The Creation Wizards give you a way to create presentations from your images. You can then either print the presentations or share them online.    You can create presentations such as photo books, photo collages, and Facebook covers using the wizards. 

To use a creation wizard, click Create at the top right of either the Organizer or Photo Editor window.

You will then see a dropdown menu that displays the different types of presentations you can create.

For this example, we're going to create a Facebook Cover. We want you to see how easy it is to use these wizards to create your projects.

Click on Facebook Cover.

You will then see the Facebook Cover dialogue box.

Select a theme to use for your Facebook Cover.   We are going to select Memories.

Click the OK button when you're finished.

The Memories theme contains multiple images.   Since we only had one image open in Photo Editor, it was the only image placed in our Facebook cover. However, as you can see in the snapshot below, we can now click on the placeholder images or drag other images to be placed on the cover.

We are going to click in the placeholder image on the left.

When we click on the image placeholder, the Choose Photo dialogue box appears.

Select an image, then click the Place button.

The image is placed on the cover, as shown below.

Now we can adjust the image using the slider that appears above it. This changes the size of the image.   We can also move or resize the image using the bounding box that appears around it.  

Click the green checkmark to commit to any changes.

Next, follow the same steps for the placeholder image on the right side of the cover.

When you're finished, click Upload at the bottom of the Photo Editor window to upload it to Facebook.

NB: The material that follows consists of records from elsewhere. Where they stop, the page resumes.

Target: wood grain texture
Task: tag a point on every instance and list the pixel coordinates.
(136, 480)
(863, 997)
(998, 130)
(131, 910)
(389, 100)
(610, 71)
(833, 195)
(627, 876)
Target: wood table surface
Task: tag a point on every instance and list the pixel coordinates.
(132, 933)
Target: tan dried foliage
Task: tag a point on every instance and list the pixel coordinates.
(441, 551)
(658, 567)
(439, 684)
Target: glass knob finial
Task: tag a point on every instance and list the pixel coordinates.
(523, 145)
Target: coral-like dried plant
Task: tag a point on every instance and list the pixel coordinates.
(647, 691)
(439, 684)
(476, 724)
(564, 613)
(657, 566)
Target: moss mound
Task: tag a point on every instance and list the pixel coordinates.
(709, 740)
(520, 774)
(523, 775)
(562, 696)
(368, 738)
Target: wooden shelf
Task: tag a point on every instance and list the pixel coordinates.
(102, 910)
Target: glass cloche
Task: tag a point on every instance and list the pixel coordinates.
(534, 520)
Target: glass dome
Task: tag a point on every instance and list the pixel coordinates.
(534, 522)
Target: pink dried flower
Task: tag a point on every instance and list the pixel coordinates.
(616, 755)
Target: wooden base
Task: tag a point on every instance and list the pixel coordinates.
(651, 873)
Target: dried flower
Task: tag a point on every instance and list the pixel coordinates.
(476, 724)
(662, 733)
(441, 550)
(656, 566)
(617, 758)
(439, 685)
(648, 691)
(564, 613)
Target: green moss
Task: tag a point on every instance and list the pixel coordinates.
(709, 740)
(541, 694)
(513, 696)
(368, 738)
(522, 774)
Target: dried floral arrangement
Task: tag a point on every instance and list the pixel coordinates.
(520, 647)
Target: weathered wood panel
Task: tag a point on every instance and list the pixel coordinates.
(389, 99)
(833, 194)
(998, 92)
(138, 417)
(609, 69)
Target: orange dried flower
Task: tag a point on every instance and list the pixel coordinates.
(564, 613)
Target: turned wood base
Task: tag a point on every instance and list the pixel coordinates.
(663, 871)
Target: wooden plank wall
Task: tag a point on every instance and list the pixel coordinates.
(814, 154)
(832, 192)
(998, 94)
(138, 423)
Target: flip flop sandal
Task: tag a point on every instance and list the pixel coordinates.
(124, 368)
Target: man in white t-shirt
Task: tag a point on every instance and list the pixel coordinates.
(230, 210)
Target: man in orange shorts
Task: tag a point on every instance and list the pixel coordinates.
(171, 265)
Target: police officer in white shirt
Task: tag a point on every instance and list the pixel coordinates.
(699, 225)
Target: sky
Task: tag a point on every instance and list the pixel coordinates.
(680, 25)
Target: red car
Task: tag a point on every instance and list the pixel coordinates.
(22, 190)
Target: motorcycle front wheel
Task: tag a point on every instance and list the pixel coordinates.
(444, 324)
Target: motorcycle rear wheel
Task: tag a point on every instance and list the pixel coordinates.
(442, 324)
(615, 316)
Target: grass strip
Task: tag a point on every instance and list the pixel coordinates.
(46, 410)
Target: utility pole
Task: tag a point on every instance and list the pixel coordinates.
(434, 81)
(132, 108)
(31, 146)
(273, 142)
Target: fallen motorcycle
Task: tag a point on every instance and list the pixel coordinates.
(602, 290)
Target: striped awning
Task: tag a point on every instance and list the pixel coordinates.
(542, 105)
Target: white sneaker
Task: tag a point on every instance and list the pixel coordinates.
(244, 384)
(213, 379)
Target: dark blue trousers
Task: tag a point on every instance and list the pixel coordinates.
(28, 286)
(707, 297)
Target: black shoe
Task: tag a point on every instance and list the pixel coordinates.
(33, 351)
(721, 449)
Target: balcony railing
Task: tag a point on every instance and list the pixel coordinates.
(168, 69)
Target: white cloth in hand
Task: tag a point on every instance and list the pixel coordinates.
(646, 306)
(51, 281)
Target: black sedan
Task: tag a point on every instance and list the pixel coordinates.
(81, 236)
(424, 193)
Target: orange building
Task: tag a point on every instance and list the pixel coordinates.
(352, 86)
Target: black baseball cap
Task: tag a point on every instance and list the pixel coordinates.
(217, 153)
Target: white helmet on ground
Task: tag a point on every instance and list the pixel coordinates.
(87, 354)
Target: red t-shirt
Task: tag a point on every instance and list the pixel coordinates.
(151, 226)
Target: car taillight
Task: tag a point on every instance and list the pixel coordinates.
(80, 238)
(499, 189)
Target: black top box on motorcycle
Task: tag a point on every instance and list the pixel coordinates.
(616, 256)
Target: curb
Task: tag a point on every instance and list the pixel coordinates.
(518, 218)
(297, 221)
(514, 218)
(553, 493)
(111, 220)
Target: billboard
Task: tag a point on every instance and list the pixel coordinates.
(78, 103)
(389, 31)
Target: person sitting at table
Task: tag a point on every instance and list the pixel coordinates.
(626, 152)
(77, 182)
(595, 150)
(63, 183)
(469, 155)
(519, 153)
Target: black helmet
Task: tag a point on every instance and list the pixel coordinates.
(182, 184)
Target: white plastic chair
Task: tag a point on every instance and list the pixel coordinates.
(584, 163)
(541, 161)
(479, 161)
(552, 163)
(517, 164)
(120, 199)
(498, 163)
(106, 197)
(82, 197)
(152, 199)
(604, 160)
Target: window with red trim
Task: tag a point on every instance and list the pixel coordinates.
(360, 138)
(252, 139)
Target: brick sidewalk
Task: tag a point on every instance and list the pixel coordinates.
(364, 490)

Click Save to save it to your computer.

Creating a Slide Show

There are three different slideshow options in Elements. In the Organizer, there is a Slide Show button in the Media Browser. You can also click the Create button in either the Organizer or Photo Editor, then select Slide Show. If you select Slide Show from the Photo Editor, you will notice that the Organizer opens.    That said, you can use the Slide Show or Create button to create a slide show that can be exported as a movie file to share with others. The third option for creating a slide show is in the View menu. This option allows you to view (View>Full Screen) your images in Full Screen view on your computer.   This is not the type of slide show that you'll share.

In this section, we are going to create a slide show that you can share with family and friends.

To create a slide show, select the images in the Organizer that you want to include in your slide show. Remember to press CTRL+Click on your keyboard to select multiple images.

Next, click the Create button, then select Slide Show.

Choose a theme for your slide show from the options pictured above.   Simply click on a theme to select it.

We have chosen Album. 

Once you've chosen a theme, click the Next button at the bottom of the window.

You will then see a preview of your slide show in full screen.

Click the Edit button to edit the slide show.

Click the Export button to export your slide show as a movie format.

Click the Save button to save the slide show to your computer.

Sharing Images

In today's world of social media, we tend to share a lot of information with others. This includes images.   You can share any of the images that you upload to the Organizer quickly and easily – with just a few clicks of the mouse. 

To share images, select the images in Organizer that you want to share.

Next, click the Share button (located beside Create). 

You will then see a dropdown list that contains sharing methods that you can use.

Choose the method that you want to use to share from the dropdown list. 

For this example, let's select Facebook.

You will then see a dialogue box that looks a lot like your Facebook page whenever you create a new post.

Select how you want to share the images on Facebook.   We've chosen to share on our timeline.

Next, select the audience with whom you want to share the images.